The first continuously existing conservatory in Ukraine was opened in Lviv in 1853, founded by the Society for the Advancement of Music, as essentially a Polish cultural institution. Under Soviet rule in 1939 it merged with its Ukrainian counterpart—the Lysenko Higher Institute of Music (est. 1903)—and together they formed the Lviv State Conservatory (named after Mykola Lysenko in 1944). In 2007 it was renamed Lviv National Music Academy. Other conservatories on the territory of present-day Ukraine were opened in Kyiv (1913; now National Music Academy of Ukraine), Odesa (1913; now Odesa National Music Academy), Kharkiv (1917; see Kharkiv Conservatory), and Donetsk (1993; now Donetsk State Music Academy). In independent Ukraine five of these conservatories (in Lviv, Odesa, Kyiv, Donetsk and Dnipro) were reorganized into ‘music academies’ (three with the national institution of higher learning status), while Kharkiv Conservatory had merged with Kharkiv Theater Institute in 1963 and is currently known as Kharkiv National University of Arts. In addition, in 1998 Kyiv State Music College (uchylyshche) received the status of a higher educational institution, and in 2018 it was reorganized into Reinhold Glière Kyiv Municipal Academy of Music.

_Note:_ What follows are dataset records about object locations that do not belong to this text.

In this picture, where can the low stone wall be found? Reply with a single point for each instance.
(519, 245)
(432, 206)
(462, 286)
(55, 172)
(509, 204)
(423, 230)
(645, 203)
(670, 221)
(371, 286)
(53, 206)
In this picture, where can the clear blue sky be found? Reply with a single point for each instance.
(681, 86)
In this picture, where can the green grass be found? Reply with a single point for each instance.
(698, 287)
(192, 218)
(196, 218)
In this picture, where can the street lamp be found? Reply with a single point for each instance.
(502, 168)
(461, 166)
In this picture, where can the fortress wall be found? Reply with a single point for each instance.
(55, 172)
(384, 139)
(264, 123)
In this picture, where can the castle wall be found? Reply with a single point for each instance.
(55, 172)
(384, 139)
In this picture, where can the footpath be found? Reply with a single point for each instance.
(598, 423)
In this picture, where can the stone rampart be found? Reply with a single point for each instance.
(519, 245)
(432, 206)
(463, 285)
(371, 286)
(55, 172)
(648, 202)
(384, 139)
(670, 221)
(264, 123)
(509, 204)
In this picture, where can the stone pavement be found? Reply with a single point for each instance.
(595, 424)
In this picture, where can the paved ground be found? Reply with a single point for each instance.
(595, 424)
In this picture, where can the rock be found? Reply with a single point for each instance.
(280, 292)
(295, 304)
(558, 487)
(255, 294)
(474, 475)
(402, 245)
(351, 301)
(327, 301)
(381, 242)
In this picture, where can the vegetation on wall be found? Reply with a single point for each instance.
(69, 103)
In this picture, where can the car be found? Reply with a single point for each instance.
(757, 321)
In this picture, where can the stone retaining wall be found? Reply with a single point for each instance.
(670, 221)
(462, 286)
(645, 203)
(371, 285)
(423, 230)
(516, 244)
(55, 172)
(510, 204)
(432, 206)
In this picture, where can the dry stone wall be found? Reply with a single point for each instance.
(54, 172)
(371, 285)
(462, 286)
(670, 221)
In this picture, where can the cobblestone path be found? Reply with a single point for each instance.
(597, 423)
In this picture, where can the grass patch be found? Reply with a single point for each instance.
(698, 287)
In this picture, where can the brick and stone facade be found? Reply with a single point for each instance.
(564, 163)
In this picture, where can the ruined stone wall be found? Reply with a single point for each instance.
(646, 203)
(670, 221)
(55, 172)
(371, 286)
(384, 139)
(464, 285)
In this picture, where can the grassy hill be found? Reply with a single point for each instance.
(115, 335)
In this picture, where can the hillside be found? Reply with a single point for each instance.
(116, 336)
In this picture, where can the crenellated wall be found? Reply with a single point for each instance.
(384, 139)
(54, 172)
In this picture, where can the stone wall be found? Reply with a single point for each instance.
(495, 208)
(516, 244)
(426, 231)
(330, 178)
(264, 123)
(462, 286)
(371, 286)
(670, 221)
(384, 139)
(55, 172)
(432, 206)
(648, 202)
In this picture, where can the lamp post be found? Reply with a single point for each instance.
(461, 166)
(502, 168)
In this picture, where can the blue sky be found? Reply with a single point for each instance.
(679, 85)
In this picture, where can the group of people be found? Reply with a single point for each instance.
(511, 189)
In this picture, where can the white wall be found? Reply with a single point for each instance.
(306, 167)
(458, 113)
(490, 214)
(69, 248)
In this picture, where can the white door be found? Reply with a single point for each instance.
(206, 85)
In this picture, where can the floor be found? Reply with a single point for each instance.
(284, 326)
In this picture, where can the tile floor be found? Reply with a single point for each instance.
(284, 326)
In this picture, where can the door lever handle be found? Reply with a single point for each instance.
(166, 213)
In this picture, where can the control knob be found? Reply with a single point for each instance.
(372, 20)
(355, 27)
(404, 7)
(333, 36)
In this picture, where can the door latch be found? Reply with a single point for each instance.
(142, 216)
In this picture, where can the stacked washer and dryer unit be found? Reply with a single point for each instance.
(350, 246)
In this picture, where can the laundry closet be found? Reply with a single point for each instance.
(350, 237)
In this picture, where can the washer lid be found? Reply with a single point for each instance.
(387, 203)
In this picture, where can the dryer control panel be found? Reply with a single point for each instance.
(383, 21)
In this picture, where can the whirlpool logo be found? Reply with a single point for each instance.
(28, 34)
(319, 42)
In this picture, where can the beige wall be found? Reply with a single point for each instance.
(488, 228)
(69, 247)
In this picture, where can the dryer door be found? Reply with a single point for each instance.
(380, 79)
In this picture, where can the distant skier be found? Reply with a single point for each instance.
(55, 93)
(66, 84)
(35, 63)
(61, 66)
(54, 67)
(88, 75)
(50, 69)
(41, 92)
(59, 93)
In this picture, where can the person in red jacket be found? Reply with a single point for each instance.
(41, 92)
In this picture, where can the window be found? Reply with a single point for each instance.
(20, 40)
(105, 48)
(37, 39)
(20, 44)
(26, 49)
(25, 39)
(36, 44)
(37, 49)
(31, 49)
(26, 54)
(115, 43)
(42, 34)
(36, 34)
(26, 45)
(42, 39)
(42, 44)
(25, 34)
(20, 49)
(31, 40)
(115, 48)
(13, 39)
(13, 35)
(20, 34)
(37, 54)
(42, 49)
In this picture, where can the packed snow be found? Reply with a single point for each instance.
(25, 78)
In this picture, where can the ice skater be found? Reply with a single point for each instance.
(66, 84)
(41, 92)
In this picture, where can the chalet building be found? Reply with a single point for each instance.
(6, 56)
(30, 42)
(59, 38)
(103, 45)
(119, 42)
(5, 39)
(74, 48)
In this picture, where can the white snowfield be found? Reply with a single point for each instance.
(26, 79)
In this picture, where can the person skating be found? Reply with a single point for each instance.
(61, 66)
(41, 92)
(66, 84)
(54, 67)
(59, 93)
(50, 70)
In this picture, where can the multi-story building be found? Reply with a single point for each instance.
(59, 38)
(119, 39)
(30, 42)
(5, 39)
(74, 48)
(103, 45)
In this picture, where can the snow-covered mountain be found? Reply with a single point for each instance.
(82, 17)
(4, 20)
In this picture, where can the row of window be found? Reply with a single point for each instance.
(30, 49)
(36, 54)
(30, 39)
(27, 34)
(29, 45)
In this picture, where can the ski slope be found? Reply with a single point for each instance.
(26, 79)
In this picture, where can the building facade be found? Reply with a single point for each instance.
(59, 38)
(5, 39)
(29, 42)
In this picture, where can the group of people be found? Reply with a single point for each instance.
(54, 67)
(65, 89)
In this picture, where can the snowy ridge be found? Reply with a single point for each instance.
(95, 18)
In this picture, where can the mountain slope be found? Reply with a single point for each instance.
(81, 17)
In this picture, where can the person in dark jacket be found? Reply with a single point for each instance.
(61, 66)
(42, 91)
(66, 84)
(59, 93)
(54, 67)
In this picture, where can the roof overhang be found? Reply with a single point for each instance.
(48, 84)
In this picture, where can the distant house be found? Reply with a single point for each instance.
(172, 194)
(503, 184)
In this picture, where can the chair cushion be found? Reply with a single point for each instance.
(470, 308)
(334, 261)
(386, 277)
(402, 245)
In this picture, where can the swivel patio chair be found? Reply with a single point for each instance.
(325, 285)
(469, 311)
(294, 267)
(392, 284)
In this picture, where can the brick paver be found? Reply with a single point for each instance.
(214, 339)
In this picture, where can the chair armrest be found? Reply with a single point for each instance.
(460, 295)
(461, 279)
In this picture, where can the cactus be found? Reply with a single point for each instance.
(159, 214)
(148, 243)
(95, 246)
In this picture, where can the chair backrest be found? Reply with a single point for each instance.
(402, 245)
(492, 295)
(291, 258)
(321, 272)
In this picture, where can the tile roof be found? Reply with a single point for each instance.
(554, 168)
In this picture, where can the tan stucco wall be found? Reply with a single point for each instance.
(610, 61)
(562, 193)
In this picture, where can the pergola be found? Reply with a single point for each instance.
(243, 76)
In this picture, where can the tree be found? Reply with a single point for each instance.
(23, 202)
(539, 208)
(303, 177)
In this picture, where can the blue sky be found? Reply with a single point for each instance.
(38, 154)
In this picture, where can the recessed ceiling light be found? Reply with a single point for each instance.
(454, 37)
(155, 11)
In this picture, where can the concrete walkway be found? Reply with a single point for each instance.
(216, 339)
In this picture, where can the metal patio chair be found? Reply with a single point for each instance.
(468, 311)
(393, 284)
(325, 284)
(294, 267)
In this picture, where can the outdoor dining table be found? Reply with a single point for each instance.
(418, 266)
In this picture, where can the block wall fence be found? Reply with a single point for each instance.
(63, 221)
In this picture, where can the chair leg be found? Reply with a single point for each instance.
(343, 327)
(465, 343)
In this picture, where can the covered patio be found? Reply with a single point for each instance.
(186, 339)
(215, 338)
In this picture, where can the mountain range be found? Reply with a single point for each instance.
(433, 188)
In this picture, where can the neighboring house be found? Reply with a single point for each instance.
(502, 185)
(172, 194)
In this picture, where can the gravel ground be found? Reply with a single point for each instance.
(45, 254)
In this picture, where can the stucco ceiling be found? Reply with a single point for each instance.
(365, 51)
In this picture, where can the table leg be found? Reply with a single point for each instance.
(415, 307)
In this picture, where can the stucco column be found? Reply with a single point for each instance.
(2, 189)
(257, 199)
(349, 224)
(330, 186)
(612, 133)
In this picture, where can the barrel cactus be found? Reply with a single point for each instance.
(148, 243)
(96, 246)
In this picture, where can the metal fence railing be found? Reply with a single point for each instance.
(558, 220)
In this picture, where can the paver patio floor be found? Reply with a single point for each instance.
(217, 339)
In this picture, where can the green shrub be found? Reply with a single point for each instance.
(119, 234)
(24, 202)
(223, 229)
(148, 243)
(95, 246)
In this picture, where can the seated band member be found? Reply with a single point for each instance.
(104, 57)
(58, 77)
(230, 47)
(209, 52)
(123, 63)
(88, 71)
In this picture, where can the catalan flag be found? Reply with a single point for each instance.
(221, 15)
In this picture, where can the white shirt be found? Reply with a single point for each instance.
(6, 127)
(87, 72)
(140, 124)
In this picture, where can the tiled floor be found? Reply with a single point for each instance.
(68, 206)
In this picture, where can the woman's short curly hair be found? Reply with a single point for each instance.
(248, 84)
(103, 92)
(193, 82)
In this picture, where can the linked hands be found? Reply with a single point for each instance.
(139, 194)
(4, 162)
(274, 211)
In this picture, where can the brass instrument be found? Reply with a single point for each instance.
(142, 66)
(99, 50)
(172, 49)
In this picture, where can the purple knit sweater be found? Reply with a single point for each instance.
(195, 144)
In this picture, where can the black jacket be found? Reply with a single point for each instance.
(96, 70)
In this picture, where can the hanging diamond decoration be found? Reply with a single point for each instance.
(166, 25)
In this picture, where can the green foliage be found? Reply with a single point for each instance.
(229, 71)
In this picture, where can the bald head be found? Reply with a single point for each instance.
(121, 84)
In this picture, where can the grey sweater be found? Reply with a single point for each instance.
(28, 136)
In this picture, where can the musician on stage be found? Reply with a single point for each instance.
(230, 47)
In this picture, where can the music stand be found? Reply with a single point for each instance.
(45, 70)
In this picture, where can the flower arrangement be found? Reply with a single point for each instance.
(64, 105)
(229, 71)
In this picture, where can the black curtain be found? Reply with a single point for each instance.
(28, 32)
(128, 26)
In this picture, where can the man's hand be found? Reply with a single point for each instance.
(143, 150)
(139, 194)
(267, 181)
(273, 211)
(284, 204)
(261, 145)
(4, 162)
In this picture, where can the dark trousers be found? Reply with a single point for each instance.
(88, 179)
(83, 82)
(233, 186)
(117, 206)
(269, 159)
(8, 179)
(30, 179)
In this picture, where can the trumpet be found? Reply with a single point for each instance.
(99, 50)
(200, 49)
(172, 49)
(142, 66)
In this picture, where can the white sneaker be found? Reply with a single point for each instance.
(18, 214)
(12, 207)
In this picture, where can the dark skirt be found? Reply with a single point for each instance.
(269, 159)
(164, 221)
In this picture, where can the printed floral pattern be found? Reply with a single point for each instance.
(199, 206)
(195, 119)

Compared to other institutions of higher learning in Ukraine, music academies have rather modest enrollments (the largest of them, the National Music Academy of Ukraine, has an enrollment of approximately 1,100 students). Four of the music academies mentioned above appeared on the list of ten best art institutions of higher learning in Ukraine in 2021 according to the educational web portal Osvita.ua: the National Music Academy of Ukraine was ranked fifth, followed by Lviv National Music Academy ranked seventh, Kharkiv National University of Arts ranked eighth, and Reinhold Glière Kyiv Municipal Academy of Music ranked tenth.